A Ponsonby restaurant has shut its doors as its owner says he is grappling with the financial impacts of Covid-19.
Scandal, which is self-described as an Asian-fusion restaurant with a Kiwi twist, was spotted this week with a for 'lease sign' in its window along Ponsonby Rd.
On the restaurant's social media pages a message had also been left for its customers.
"Scandal has had some temporary troubles and we are tying our best to sort them through. Please keep an eye out; we will be back in action. We hope you send some good vibes and luck our way ... There is an opportunity in this adversity."

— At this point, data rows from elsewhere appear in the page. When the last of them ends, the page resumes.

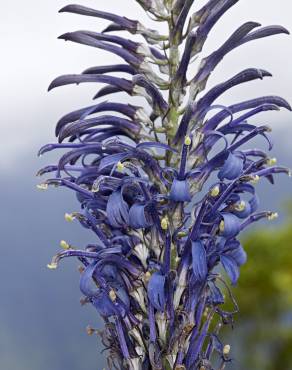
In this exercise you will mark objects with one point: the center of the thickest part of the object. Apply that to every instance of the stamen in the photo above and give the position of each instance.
(147, 276)
(42, 186)
(164, 223)
(226, 349)
(240, 206)
(221, 226)
(272, 216)
(120, 166)
(64, 245)
(255, 179)
(69, 217)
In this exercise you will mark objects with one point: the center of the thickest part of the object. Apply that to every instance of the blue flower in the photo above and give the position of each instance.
(144, 182)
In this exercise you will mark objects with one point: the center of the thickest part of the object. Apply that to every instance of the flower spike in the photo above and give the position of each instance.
(143, 177)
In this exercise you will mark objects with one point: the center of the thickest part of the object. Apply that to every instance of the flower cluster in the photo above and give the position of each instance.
(165, 205)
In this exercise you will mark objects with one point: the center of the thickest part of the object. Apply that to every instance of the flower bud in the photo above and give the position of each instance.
(226, 350)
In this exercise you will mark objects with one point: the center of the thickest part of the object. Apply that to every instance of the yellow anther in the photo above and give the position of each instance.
(52, 266)
(273, 216)
(112, 295)
(215, 191)
(240, 206)
(43, 186)
(120, 166)
(255, 179)
(64, 245)
(181, 234)
(221, 226)
(226, 349)
(69, 217)
(180, 367)
(164, 223)
(271, 161)
(81, 269)
(188, 141)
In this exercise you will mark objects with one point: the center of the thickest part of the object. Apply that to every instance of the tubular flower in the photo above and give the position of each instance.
(139, 175)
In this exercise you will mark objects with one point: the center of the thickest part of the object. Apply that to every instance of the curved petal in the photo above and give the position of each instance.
(180, 191)
(199, 261)
(232, 168)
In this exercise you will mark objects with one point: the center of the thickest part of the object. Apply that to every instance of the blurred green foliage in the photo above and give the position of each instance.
(263, 330)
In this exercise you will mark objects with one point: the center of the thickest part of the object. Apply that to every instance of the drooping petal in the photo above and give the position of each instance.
(238, 254)
(231, 268)
(229, 226)
(232, 168)
(137, 217)
(98, 70)
(121, 83)
(83, 10)
(80, 114)
(199, 261)
(117, 210)
(180, 191)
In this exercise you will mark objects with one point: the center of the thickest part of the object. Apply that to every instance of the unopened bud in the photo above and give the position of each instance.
(164, 223)
(226, 350)
(147, 276)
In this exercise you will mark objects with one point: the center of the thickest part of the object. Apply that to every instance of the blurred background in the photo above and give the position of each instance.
(42, 323)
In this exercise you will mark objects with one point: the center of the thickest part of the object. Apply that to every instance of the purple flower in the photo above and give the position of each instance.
(165, 206)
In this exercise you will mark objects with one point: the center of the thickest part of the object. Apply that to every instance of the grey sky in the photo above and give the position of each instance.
(42, 325)
(32, 57)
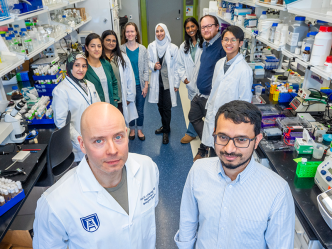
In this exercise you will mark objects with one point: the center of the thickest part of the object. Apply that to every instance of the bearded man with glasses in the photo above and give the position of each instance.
(232, 201)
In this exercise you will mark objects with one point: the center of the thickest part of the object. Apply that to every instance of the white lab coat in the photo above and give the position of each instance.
(68, 96)
(188, 69)
(128, 88)
(62, 210)
(171, 55)
(236, 84)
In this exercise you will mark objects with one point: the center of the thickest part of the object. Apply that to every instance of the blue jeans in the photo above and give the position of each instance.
(191, 131)
(140, 100)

Owner Gautam Jindal said the restaurant has closed its doors after it was late paying its November rent, which he blamed on financial difficulties associated with Covid-19.
He explained he was still working on a resolution with the landlord to potentially reopen the restaurant in the near future but sympathised with his 12 employees who had "been left high and dry overnight."

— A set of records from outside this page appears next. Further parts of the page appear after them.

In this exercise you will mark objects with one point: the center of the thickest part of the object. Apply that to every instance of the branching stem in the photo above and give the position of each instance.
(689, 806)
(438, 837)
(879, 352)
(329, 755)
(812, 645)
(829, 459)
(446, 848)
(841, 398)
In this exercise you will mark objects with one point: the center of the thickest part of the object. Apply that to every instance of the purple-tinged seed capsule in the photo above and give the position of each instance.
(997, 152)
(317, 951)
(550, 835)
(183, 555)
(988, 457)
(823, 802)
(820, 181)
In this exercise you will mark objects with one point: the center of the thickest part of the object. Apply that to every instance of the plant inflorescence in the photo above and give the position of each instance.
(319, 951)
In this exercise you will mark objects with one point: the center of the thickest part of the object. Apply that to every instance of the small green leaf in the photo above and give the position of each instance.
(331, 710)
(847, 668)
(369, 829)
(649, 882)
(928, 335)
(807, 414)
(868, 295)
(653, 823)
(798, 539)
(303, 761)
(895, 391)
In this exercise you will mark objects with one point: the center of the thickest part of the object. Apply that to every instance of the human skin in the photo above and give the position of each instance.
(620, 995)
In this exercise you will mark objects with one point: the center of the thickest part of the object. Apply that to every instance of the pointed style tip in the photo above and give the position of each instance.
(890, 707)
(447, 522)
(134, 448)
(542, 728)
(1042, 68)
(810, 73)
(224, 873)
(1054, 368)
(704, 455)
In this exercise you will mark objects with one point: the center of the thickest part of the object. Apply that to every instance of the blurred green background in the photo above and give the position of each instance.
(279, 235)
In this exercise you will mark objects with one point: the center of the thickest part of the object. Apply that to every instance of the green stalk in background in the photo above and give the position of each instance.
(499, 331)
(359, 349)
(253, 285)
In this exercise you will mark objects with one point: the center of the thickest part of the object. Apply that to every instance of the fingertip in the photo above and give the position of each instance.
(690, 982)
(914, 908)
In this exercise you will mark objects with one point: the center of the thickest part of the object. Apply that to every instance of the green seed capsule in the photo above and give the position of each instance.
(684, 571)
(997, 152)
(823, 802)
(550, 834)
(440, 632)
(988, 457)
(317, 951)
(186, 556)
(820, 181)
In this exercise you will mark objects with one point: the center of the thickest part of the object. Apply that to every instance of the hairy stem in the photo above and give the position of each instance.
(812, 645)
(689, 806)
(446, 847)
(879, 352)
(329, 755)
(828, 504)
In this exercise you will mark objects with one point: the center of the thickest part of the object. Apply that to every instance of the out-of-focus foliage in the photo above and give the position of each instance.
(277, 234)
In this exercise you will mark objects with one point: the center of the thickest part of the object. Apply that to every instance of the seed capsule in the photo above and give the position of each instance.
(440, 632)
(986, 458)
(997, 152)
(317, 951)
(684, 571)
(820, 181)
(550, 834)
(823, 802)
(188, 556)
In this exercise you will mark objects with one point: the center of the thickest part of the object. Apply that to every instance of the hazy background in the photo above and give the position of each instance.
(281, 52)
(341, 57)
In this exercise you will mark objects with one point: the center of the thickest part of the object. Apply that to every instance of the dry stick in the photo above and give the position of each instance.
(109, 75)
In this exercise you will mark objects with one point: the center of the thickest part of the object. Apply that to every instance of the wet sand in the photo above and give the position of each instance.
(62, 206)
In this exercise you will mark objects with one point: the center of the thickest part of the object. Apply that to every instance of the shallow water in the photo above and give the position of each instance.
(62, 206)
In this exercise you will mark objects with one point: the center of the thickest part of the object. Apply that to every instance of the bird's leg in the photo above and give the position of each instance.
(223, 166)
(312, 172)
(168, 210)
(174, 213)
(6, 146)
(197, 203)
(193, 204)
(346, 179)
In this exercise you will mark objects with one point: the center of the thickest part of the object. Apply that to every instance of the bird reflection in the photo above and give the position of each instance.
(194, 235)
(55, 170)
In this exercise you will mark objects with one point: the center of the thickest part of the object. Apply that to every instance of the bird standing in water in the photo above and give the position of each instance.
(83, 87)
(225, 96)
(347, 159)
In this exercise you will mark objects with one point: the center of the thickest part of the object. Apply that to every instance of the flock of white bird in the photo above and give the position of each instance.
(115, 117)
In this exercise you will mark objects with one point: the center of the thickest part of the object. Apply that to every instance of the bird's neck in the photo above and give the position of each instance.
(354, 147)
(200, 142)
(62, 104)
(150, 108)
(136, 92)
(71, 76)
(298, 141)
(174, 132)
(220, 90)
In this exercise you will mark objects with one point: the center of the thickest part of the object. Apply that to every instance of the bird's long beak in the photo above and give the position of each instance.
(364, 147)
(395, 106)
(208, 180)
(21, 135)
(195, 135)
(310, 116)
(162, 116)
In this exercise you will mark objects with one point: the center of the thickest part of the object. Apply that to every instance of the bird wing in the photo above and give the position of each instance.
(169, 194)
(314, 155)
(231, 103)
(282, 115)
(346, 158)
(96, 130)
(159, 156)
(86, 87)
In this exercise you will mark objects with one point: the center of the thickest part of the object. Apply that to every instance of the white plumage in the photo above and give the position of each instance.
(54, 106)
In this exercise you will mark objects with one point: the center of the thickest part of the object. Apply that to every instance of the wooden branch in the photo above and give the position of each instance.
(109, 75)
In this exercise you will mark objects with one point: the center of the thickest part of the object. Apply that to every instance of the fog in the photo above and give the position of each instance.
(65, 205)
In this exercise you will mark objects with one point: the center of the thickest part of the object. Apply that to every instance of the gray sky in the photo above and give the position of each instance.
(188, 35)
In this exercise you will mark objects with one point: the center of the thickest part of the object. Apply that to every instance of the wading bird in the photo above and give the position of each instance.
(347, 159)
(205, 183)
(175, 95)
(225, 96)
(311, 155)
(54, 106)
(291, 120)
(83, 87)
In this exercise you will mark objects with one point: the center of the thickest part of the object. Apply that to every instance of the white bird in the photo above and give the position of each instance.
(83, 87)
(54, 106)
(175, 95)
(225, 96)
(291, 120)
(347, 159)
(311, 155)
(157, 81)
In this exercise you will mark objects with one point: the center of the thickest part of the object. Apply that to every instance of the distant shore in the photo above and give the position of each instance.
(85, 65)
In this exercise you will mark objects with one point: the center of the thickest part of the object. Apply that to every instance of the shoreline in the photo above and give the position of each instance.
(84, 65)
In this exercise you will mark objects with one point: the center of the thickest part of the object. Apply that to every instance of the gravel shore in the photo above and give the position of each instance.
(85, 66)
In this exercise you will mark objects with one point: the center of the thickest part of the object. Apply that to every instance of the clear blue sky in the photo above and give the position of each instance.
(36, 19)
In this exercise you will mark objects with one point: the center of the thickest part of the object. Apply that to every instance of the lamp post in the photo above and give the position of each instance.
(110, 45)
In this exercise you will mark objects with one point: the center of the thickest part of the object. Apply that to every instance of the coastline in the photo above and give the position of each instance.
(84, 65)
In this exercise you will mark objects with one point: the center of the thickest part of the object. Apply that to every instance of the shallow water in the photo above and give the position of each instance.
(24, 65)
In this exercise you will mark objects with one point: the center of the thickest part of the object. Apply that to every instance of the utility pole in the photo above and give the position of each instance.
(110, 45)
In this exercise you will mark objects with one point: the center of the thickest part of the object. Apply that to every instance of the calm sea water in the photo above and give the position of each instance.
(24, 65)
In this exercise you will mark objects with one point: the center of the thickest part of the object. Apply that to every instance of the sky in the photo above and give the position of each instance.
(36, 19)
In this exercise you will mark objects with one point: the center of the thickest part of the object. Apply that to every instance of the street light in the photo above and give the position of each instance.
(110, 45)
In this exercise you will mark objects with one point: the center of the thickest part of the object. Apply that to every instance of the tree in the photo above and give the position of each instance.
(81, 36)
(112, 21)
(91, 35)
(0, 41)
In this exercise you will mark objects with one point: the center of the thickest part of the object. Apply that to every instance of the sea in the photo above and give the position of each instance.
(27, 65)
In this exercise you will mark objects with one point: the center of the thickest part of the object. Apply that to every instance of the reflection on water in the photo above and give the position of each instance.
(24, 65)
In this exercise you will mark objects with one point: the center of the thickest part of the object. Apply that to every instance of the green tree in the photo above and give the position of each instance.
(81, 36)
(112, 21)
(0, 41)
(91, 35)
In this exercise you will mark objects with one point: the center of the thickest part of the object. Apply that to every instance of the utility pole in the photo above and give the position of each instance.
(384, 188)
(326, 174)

Opened in November 2019, Scandal is in the building which previously housed Moo Chow Chow and Teddy's. It was redecorated with dark brick and a custom-built lit marble bar.

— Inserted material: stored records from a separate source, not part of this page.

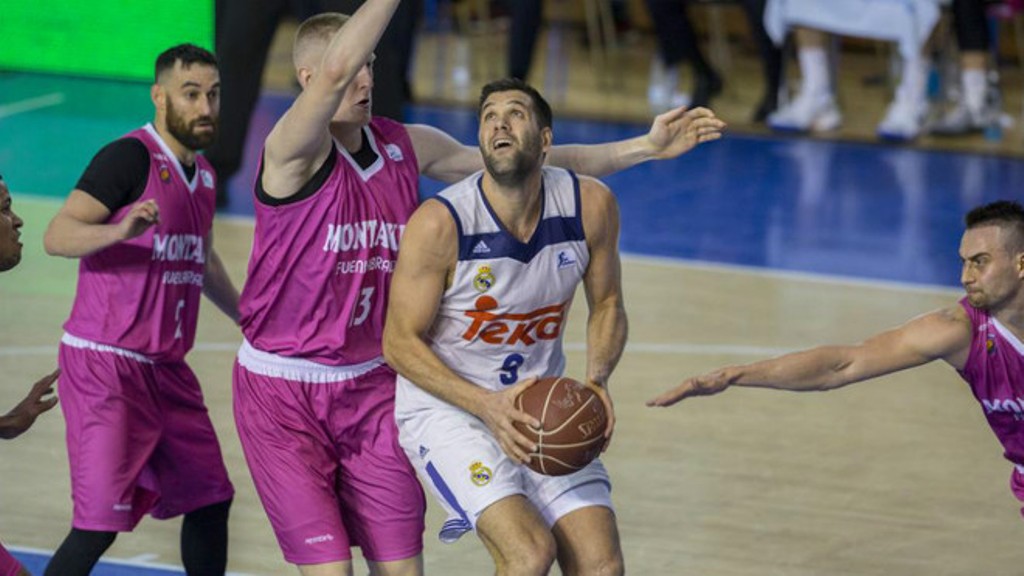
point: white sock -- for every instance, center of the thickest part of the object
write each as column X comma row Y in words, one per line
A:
column 814, row 70
column 913, row 83
column 974, row 84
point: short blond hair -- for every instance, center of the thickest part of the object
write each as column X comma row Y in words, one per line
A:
column 314, row 34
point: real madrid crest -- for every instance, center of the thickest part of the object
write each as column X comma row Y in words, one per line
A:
column 479, row 474
column 484, row 280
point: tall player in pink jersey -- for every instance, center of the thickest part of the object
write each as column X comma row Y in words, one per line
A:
column 139, row 438
column 982, row 337
column 313, row 400
column 15, row 422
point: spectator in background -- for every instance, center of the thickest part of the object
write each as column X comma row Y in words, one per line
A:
column 677, row 43
column 972, row 111
column 908, row 23
column 245, row 30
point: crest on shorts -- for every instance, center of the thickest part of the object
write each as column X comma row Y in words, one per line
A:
column 484, row 279
column 479, row 474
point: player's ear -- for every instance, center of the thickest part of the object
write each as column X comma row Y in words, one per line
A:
column 159, row 96
column 547, row 137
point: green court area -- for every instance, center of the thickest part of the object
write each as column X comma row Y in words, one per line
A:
column 50, row 126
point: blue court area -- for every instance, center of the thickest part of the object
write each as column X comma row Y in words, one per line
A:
column 35, row 563
column 847, row 209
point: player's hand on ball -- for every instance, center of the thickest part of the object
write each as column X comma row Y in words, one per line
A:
column 141, row 216
column 678, row 130
column 499, row 414
column 707, row 384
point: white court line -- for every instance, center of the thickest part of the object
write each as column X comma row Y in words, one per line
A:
column 138, row 561
column 671, row 348
column 29, row 105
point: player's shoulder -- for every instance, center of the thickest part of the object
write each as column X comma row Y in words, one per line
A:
column 594, row 192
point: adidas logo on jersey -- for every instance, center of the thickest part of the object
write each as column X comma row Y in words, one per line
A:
column 393, row 152
column 565, row 259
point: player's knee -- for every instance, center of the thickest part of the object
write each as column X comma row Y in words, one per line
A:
column 535, row 552
column 609, row 564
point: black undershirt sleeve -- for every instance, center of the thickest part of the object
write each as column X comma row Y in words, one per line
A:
column 117, row 174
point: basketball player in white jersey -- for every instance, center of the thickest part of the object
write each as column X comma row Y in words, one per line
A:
column 15, row 422
column 484, row 281
column 313, row 399
column 140, row 219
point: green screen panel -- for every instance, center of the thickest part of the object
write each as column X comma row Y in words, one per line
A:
column 109, row 38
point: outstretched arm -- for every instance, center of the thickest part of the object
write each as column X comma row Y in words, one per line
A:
column 606, row 324
column 79, row 229
column 428, row 252
column 20, row 418
column 300, row 141
column 941, row 334
column 672, row 133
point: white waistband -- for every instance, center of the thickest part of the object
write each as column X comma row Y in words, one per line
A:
column 76, row 342
column 300, row 370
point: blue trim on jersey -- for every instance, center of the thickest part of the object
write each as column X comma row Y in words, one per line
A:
column 550, row 231
column 453, row 528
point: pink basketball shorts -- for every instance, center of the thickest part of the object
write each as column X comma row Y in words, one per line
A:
column 326, row 461
column 139, row 439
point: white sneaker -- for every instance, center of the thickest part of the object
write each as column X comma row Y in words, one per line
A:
column 815, row 114
column 903, row 120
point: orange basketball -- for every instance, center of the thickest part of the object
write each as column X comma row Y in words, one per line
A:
column 572, row 421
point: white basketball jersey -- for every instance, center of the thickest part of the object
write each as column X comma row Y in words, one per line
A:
column 502, row 319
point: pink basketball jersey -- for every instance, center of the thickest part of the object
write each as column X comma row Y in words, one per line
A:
column 143, row 294
column 321, row 268
column 995, row 371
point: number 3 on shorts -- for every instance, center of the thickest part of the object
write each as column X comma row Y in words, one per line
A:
column 364, row 306
column 511, row 368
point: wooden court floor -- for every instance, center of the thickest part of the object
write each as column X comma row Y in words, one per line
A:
column 899, row 477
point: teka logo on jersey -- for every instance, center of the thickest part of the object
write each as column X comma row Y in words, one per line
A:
column 178, row 247
column 368, row 234
column 509, row 328
column 1013, row 406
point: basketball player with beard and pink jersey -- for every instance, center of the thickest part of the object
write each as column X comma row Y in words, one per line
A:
column 139, row 438
column 982, row 337
column 313, row 399
column 20, row 418
column 479, row 300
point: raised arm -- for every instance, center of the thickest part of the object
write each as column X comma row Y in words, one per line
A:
column 300, row 141
column 671, row 134
column 941, row 334
column 428, row 253
column 79, row 229
column 606, row 324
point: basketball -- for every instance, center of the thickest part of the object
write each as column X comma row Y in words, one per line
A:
column 572, row 421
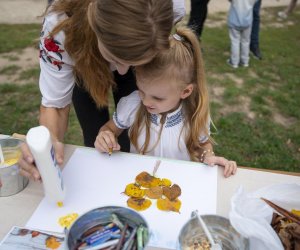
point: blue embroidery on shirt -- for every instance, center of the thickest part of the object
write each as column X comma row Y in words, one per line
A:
column 118, row 123
column 154, row 119
column 171, row 121
column 174, row 120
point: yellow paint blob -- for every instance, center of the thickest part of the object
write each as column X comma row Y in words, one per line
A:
column 66, row 221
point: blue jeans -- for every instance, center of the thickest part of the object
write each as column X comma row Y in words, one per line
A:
column 254, row 44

Many restaurants were hit hard during last year's Covid-19 lockdowns.
A Restaurant Association hospitality report last month found nationwide sales for the industry had plummeted by 40 per cent for the period April to June after reaching an all-time high of $12.1 billion for the year ending March 2020.
Trading conditions did improve in the third quarter of 2020 but Restaurant Association CEO Marisa Bidois said it was "still very much a mixed bag out there".
"Whilst some businesses are recovering well, many others are still experiencing significant losses," she said at the time of the report.
"Establishments in tourist hotspots as well as Auckland CBD are still down on  with the trend of city centre workers staying home and loss of tourist dollars continuing to cause significant reductions in trade."
A Restaurant Association member survey also indicated the top three concerns are further increases to the minimum wage, another Covid-19 outbreak and maintaining profitability.
More than half of the industry respondents added they have reduced their opening hours permanently and 42 per cent have made changes to the menu, choosing to simplify or reduce the menu to help maximise efficiencies.